Advanced

Working with Id’s

NofearDB works with UUID’s, to uniqueally identify enties. Each document is automatically assigned a unique ID when it is created. It is therefore not necessary to specify an ID attribute on the document. However, this can be useful if you want to access the ID of a document from outside. In this case, an ID parameter can be specified as a field and named as desired. To specify a field as a primary key, only the “primary_key” parameter needs to be set to True. Note that there can only be one field per document that is used as the primary key.

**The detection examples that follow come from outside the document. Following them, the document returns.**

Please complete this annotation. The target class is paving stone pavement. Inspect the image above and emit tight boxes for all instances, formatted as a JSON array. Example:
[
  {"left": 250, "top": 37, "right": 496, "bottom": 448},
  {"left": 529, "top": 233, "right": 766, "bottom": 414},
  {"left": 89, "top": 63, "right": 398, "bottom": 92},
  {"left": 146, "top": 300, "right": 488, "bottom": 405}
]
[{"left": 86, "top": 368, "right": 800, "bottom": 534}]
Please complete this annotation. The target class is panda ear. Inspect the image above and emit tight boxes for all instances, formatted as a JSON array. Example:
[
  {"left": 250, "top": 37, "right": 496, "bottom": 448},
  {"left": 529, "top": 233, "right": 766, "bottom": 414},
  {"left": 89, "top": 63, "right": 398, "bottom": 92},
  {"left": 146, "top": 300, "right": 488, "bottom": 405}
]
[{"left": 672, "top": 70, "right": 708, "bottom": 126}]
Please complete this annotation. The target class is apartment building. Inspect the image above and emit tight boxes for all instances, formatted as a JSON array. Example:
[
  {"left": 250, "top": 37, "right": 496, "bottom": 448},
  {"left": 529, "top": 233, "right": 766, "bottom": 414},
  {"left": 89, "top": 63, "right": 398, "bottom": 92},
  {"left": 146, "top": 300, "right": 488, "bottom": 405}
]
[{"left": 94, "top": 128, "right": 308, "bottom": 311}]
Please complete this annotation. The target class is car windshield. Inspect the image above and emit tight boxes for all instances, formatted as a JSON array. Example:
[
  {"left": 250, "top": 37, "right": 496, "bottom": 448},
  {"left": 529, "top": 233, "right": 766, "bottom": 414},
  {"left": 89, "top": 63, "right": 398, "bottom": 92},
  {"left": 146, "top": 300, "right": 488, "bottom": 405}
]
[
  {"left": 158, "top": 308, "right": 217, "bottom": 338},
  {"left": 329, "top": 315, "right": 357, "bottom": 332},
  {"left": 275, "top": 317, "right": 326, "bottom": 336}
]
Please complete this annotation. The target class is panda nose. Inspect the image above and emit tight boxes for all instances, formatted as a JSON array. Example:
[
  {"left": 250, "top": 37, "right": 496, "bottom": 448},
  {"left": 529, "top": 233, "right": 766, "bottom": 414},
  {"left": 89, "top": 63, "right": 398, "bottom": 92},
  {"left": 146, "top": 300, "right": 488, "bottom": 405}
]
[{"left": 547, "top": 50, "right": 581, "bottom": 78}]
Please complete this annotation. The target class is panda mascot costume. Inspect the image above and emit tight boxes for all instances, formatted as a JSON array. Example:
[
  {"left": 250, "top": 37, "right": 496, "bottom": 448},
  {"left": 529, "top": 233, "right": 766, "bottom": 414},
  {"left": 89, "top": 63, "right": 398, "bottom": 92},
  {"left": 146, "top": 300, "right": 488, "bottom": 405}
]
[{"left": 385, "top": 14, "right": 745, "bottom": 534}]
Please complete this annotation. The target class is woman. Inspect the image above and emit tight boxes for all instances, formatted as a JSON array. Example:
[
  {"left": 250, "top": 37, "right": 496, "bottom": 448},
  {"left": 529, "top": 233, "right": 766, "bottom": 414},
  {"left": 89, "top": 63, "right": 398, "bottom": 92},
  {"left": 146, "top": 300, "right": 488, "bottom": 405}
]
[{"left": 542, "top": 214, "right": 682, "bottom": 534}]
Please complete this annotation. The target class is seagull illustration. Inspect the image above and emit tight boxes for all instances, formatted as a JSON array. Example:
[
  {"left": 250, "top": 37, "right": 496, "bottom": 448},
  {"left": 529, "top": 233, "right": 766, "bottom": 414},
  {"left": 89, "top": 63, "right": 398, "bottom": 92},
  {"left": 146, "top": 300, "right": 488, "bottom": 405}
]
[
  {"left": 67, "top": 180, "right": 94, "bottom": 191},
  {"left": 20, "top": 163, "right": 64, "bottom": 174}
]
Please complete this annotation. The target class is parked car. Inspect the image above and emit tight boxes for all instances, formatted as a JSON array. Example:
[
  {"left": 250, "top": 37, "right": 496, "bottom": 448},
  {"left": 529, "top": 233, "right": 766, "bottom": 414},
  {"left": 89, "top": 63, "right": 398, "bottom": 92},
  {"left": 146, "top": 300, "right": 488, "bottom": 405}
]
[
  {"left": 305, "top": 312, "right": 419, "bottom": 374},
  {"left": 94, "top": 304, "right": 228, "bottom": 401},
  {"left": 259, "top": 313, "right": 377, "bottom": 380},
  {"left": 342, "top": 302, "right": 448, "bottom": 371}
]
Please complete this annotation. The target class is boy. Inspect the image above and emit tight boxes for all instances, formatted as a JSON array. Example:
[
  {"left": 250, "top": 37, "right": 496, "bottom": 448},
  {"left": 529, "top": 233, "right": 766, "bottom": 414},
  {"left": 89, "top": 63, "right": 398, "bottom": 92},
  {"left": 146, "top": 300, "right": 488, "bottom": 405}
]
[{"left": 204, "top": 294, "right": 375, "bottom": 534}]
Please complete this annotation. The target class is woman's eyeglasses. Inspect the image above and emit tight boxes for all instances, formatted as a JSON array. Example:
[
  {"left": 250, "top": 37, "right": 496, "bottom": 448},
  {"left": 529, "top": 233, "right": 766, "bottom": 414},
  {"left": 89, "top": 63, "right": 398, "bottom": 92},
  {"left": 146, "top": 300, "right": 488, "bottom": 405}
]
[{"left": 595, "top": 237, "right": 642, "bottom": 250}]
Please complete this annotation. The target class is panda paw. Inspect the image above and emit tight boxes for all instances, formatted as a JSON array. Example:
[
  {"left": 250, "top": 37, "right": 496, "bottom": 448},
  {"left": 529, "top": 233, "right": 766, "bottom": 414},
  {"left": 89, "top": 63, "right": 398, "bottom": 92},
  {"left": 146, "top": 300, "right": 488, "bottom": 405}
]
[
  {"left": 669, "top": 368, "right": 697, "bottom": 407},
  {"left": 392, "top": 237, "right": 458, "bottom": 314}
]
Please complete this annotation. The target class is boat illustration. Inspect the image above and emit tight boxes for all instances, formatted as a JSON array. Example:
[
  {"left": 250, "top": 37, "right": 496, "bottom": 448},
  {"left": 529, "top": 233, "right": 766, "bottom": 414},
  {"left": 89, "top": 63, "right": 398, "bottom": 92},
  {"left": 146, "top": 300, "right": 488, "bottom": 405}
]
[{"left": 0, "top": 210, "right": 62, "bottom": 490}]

from nofeardb.orm import Document, ManyToOne, OneToMany, Field
from nofeardb.datatypes import String, Integer, DateTime, Float, UUID

class Employee(Document):

    my_id = Field(UUID, primary_key=True)
    name = Field(String, nullable=False)
    number = Field(Integer)
    hired = Field(DateTime)
    paychecks = OneToMany("Paycheck", back_populates="employee", cascade=["delete"])

Note

Currently only the datatype UUID is supported as a primary key.

Note

Only the uniqueness of the ID of a document within a document class is guaranteed. Collisions can potentially occur between different document classes

Advanced Queries

NofearDB allows to filter query results by certain criteria. The query class provides the “where” method for this purpose. This method allows you to define expressions to be filtered by. The result is a new query object that only contains those documents to which the expression applies. A further query filter can theoretically be applied to this result. Linking several filters is similar to a logical AND. To build expressions, NofearDB provides special operator objects. Common operators such as equals or greater than are available (a complete list can be found here: nofeardb.expr). Most operators expect the name of the document attribute to which they are to be applied and a value to be evaluated against as parameters. If we follow the Employee example, a simple query to filter by name could look like this:

import nofeardb.expr as expr

helgas = engine.read(Employee).where(expr.eq("name", "Helga")).all()

Exceptions are the _and and _or operators. These enable two expressions to be logically linked with each other and expect the relevant expressions accordingly. As an example this allows to filter for all employees with a specific name and a specific number:

import nofeardb.expr as expr

helgas = engine.read(Employee).where(
        expr.and_(
            expr.eq("name", "Helga"),
            expr.gt("number", 38)
        )
    ).all()

In this way, any number of complex expressions can be created during querying.